One month ago, US District Judge Lewis Kaplan sent a shock wave through the auditing world by ruling that a securities class action could proceed against Deloitte & Touche Tohmatsu and Deloitte & Touche LLP for the actions of Deloitte & Touche SpA, which served as Parmalat's auditor in Italy. The two Deloitte entities argued that they did not have control over Deloitte Italy, but Judge Kaplan held that this issue was one that would have to be decided at trial.

On Wednesday of this week, Judge Kaplan once again ruled against an auditing firm in the Parmalat case, denying the motions for summary judgment of Grant Thornton International (GTI) and Grant Thornton LLP (GT US). Similar to the case against Deloitte, plaintiffs' claims against GTI and GT US rested on the premise that those defendants were vicariously liable for the alleged fraud of GT Italy, one of Parmalat's former auditors. Looking closely at the facts concerning GTI and GT US' control over GT Italy, however, Judge Kaplan found that

The beauty of the Bayeaux tapestry or the genius of a Bach concerto cannot be appreciated by looking only at individual stitches on the fabric or by listening only to the B flats. Just so here. The question whether GT US controlled GTI cannot or, at least, need not be resolved by looking at each individual piece of evidence.
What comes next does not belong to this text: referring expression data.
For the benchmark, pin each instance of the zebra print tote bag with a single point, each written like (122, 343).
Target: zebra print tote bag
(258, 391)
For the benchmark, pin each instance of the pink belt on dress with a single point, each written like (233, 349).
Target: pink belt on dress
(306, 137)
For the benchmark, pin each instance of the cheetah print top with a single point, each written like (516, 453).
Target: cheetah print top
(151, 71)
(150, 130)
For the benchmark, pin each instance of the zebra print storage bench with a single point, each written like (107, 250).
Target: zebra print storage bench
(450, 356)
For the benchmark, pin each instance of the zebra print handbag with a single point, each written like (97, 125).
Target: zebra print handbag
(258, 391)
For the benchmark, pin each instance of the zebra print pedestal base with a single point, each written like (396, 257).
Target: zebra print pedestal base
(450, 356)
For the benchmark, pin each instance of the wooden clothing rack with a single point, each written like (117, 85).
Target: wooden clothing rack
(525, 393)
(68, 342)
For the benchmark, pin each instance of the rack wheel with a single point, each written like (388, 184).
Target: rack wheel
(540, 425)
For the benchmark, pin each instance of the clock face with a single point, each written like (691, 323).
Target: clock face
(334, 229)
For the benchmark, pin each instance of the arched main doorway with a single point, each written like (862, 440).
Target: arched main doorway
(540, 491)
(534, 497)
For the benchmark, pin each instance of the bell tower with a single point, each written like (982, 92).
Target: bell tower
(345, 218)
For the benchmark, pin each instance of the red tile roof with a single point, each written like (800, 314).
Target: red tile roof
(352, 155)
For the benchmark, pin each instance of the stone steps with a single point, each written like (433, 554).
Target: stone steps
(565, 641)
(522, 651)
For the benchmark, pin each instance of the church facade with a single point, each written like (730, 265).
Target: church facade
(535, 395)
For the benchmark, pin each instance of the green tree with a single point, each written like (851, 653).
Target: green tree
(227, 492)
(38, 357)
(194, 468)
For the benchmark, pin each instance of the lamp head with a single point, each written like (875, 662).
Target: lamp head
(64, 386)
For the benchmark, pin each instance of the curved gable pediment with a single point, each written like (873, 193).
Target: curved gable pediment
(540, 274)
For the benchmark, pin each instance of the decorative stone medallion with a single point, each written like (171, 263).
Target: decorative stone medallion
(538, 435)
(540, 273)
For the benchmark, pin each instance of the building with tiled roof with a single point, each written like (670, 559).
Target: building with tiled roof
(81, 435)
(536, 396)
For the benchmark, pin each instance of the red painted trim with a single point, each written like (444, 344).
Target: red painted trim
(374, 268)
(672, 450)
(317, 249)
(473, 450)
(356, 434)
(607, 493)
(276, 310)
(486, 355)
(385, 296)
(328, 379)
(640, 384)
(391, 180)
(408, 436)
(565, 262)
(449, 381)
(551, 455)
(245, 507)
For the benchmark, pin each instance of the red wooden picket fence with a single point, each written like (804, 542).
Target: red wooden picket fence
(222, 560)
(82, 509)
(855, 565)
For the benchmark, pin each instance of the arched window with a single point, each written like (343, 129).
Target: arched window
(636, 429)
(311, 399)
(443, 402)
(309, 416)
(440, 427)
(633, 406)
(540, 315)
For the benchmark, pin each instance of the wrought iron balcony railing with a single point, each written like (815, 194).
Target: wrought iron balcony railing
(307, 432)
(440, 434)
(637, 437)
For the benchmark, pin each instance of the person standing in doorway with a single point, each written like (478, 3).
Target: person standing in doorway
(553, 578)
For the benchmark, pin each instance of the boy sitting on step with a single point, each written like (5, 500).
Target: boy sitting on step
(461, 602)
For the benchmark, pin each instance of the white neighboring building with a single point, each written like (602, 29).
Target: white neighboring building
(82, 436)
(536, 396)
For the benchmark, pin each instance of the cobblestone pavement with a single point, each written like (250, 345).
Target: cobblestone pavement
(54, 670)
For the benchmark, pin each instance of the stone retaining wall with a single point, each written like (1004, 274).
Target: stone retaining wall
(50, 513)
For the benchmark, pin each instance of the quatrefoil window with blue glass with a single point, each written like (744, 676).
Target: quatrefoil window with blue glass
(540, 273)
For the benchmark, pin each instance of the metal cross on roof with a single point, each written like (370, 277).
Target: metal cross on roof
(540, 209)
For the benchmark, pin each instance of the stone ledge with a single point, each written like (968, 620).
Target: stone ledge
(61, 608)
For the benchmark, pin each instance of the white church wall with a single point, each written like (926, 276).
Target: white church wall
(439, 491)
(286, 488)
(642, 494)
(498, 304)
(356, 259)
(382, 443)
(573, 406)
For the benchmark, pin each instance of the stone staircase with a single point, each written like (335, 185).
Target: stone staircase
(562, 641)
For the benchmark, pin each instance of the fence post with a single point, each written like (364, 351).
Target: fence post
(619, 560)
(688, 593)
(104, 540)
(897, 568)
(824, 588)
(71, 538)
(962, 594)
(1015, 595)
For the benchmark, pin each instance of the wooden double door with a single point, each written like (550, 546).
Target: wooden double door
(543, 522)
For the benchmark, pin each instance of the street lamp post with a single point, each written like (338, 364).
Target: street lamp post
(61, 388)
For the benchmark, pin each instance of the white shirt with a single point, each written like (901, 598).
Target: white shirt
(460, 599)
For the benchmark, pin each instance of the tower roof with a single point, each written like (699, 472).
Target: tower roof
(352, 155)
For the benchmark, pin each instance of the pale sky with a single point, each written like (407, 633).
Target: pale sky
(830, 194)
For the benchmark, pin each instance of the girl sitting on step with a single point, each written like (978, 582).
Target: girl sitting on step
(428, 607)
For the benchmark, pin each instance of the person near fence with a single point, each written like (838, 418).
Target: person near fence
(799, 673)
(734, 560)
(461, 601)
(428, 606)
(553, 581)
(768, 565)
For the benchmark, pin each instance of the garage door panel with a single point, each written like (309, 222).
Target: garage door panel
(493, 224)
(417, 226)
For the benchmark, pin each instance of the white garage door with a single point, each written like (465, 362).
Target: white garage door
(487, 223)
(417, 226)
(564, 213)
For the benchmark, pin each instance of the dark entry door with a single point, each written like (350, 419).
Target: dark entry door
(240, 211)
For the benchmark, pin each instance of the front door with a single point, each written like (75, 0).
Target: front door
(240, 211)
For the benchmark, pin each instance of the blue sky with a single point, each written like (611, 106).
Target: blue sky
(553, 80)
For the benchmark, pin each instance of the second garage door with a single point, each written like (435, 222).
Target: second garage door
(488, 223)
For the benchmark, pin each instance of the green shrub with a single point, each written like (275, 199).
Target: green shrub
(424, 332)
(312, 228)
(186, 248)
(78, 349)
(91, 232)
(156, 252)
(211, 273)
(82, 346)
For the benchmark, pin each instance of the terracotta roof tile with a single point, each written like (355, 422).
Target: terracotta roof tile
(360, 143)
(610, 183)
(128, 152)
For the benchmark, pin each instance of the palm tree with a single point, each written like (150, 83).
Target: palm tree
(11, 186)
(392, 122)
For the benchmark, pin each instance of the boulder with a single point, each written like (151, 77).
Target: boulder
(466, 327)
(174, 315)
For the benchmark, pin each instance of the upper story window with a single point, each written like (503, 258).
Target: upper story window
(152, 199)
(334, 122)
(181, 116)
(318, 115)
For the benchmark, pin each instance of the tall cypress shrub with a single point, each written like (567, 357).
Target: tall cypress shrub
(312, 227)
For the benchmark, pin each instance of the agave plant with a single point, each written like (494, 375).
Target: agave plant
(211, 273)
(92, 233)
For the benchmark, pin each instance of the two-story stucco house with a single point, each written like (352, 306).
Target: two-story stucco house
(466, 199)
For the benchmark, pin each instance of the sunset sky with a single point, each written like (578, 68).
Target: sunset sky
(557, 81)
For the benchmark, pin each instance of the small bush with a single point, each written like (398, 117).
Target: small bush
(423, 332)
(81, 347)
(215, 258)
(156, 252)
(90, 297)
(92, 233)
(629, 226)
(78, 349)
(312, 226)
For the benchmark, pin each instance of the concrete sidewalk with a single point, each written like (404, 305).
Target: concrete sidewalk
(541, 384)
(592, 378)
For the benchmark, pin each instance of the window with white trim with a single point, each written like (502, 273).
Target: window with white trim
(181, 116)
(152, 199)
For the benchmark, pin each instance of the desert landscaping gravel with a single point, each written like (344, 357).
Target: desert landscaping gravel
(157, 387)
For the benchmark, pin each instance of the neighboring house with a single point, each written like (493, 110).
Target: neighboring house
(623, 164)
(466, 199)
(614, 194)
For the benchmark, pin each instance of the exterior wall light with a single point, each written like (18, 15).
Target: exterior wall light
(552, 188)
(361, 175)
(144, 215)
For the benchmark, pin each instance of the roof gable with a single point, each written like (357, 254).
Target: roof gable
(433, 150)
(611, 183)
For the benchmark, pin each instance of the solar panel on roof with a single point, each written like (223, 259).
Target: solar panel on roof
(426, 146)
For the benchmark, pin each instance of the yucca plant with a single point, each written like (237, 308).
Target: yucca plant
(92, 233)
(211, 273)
In the last analysis, the question before the Court is whether the evidence as a whole is sufficient to permit - not compel - a rational jury to conclude that GT US controlled GTI. Considering all of the evidence as a whole, the Court holds that it is. That is not to say that the points advanced by GT US lack force. It is to say only that it is beyond the Court's proper function to resolve the conflicting inferences and conclusions that may be drawn from evidence that, in the Court's view, quite plainly cuts in different directions.

Accordingly, Judge Kaplan denied the defendants' motions for summary judgment.